[SURBL-Discuss] Re: Start an IP list to block?

Jeff Chan jeffc at surbl.org
Sat Sep 11 00:48:25 CEST 2004


On Friday, September 10, 2004, 10:40:39 AM, Pete McNeil wrote:
> On Friday, September 10, 2004, 1:13:38 PM, Jeff wrote:

JC>> Thanks for your comments.  By "recursive domain additions" to you
JC>> mean to initiate a proactive search of domains within a given
JC>> network?  What I'm proposing is not to actively try to search,
JC>> but simply to bias the inclusion of domains that are *actually
JC>> reported to us as being in spams*.

> What I mean by "recursive domain additions" (an internal name I use
> for this process) is something like this:

> 1. Spamtrap sources the addition of a domain (URI) to the blacklist.

> 2. A subset of domains in the blacklist are resolved to IPs and those
> IPs are added to an internal reference list.

> 3. Subsquent clean spamtrap sources are scanned for domain URI that
> resolve to IPs on the reference list and if found these new domains
> are added to the blacklist (or at least recommended as candidates).

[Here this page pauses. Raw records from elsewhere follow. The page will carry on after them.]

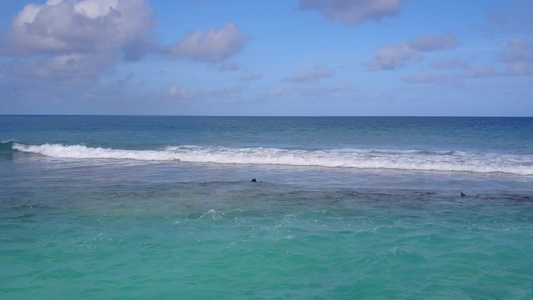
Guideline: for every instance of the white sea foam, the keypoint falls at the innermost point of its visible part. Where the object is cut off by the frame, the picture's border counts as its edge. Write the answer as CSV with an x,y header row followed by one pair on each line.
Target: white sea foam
x,y
458,161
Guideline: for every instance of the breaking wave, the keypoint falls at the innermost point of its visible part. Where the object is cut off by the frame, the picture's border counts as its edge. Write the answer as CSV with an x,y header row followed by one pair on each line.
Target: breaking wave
x,y
455,161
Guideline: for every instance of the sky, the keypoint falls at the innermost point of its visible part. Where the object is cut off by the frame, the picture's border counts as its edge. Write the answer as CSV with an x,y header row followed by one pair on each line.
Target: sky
x,y
267,57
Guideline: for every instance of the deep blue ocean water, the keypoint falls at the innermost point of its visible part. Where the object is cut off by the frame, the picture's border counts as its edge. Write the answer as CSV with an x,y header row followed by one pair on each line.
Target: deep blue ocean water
x,y
130,207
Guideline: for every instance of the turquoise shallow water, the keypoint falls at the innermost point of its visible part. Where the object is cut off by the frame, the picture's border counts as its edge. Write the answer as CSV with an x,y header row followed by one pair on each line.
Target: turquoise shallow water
x,y
129,228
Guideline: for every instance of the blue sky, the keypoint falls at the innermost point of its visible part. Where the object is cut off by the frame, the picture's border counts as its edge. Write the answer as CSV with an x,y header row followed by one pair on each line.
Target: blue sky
x,y
267,57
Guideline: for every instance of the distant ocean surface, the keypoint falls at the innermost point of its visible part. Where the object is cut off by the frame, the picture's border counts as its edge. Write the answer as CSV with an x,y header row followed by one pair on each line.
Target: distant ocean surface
x,y
134,207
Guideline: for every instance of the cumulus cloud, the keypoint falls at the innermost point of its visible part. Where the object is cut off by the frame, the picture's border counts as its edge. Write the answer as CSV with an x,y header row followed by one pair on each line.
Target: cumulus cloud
x,y
430,42
353,12
337,87
249,75
213,46
70,39
391,57
179,92
435,78
78,38
276,91
320,72
450,64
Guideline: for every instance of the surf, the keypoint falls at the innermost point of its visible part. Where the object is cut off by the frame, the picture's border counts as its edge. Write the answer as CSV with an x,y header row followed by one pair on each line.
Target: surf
x,y
422,160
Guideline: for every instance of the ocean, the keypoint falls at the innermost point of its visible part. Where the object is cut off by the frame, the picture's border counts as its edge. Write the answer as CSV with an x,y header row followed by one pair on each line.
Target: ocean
x,y
162,207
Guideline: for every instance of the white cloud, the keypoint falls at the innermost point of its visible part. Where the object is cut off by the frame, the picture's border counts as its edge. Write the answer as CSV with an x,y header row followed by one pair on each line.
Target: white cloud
x,y
228,67
75,39
450,64
518,58
249,75
391,57
353,12
431,77
276,91
178,92
481,72
432,42
320,72
337,87
214,46
80,27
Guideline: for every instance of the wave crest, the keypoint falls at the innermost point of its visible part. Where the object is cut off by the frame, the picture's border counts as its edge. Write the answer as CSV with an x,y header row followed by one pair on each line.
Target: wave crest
x,y
458,161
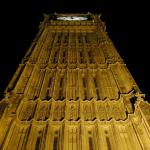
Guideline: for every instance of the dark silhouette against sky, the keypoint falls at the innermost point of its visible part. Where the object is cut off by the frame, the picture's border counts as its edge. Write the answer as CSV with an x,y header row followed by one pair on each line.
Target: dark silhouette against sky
x,y
126,23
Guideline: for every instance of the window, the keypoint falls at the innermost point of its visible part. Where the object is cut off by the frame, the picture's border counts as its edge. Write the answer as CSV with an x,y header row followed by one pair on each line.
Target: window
x,y
81,57
50,82
84,88
55,58
91,60
90,143
64,57
55,143
96,88
60,93
37,146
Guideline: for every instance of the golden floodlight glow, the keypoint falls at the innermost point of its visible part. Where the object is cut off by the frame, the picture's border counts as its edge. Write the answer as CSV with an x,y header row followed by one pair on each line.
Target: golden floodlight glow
x,y
72,18
73,91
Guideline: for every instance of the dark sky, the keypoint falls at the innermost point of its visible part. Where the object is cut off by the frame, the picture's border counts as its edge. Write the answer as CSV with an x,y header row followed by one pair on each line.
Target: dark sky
x,y
126,23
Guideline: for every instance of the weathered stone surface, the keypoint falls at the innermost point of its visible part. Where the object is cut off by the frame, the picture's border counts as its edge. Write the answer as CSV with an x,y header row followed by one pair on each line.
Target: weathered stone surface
x,y
72,91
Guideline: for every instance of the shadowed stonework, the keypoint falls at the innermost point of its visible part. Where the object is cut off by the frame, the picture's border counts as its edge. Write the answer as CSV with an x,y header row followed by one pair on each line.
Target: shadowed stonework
x,y
72,91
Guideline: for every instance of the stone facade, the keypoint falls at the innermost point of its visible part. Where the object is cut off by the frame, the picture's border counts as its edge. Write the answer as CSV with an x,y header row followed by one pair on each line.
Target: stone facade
x,y
72,91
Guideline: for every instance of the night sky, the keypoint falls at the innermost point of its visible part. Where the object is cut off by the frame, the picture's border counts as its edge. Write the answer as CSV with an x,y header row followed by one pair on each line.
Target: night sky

Aha, the space I was referring to was SpamCop reports, which
AFIAK are human.  SpamCop does get trap data, but I'm not exactly
sure what they do with it.

That said some of the same techniques might apply to our use of
spamtrap data, provided hand-checking is also done.

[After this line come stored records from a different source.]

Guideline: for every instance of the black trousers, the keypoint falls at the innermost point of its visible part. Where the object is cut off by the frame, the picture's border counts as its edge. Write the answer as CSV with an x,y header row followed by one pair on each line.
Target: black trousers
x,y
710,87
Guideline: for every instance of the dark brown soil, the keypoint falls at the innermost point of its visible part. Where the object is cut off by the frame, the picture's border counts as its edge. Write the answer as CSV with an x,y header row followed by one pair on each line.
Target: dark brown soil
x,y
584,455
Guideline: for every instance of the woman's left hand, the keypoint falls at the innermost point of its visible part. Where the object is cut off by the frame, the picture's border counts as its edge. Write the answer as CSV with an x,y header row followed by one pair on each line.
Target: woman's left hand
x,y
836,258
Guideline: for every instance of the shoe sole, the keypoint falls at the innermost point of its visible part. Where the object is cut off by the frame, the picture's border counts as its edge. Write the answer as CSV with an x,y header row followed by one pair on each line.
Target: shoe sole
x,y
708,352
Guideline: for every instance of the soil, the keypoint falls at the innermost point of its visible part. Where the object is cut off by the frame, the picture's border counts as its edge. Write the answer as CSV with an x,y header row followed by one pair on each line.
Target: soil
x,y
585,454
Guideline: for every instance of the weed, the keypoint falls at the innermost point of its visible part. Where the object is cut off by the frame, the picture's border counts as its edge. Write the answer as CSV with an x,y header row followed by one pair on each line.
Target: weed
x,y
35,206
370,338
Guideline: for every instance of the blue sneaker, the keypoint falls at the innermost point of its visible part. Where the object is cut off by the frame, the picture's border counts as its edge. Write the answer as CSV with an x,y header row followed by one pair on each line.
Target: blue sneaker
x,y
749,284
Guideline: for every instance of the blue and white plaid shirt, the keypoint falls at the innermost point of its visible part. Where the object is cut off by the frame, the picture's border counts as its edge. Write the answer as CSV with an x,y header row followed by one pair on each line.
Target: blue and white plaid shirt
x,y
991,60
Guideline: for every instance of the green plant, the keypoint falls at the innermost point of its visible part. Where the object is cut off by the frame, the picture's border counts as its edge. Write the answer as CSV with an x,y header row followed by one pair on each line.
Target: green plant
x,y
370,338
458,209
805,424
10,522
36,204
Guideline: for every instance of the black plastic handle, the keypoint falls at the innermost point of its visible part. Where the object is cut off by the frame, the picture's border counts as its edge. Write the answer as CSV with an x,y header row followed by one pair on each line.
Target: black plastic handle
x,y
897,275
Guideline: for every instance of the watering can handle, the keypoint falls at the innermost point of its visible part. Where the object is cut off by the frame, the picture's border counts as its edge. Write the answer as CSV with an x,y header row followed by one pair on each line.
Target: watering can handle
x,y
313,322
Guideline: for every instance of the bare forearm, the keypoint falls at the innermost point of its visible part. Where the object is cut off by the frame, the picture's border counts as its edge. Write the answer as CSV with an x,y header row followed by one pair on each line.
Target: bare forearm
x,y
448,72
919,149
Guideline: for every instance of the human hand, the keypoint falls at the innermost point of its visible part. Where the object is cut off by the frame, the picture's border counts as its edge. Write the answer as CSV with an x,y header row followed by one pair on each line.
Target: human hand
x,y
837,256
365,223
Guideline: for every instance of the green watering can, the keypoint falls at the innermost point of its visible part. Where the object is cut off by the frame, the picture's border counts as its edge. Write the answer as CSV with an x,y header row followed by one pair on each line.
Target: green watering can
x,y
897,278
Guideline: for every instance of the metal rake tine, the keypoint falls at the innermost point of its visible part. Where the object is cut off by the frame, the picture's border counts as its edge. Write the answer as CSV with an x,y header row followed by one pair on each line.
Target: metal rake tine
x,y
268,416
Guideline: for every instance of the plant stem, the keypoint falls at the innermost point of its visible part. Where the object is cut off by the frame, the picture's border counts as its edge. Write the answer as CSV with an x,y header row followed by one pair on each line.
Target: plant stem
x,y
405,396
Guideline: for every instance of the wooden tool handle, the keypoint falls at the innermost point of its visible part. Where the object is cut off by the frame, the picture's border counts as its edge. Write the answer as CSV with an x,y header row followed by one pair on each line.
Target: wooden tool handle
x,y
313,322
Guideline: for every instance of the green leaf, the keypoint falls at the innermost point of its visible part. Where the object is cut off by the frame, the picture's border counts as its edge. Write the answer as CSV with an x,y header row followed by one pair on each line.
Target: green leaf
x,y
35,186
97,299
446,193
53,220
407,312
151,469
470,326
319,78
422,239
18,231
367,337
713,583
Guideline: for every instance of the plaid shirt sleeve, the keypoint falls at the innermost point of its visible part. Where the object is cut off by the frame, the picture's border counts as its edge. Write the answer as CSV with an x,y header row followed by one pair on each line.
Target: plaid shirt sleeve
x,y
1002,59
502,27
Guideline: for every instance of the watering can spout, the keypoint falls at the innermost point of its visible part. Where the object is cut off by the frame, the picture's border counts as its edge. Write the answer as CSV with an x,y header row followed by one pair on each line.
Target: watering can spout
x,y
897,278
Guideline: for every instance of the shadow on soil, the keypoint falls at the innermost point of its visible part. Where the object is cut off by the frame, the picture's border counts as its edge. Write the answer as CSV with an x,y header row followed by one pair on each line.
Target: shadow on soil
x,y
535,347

Otherwise your description matches ours.

> So, this is not a proactive search really - rather the capture of one
> domain predisposes the candidate generator to capture additional
> domains that resolve to the same IP(s).

Got it.  That is similar to the principle I was proposing.  ;-)

> (Candidate generator = AI monitoring spamtrap data to extract URI and
> recommend them as candidates for the black list).

> --- Sorry for the complexity here, I'm used to thinking in terms of
> our system and it is sometimes difficult to describe the concepts
> outside of that context.

We all get accustomed to thinking in terms of our own systems,
which sometimes is why explanations like this are needed to
clear things up.  I find it sometimes helps to try to step
back and describe an outsider's view of things.  I don't always
succeed or remember to do that.  ;-)

JC>> Hopefully my description of the difference makes some sense
JC>> and it can be seen why the potential for false inclusions
JC>> might be lower when the space is *actual spam reports*, and
JC>> not the space of all domains hosted in nearby networks.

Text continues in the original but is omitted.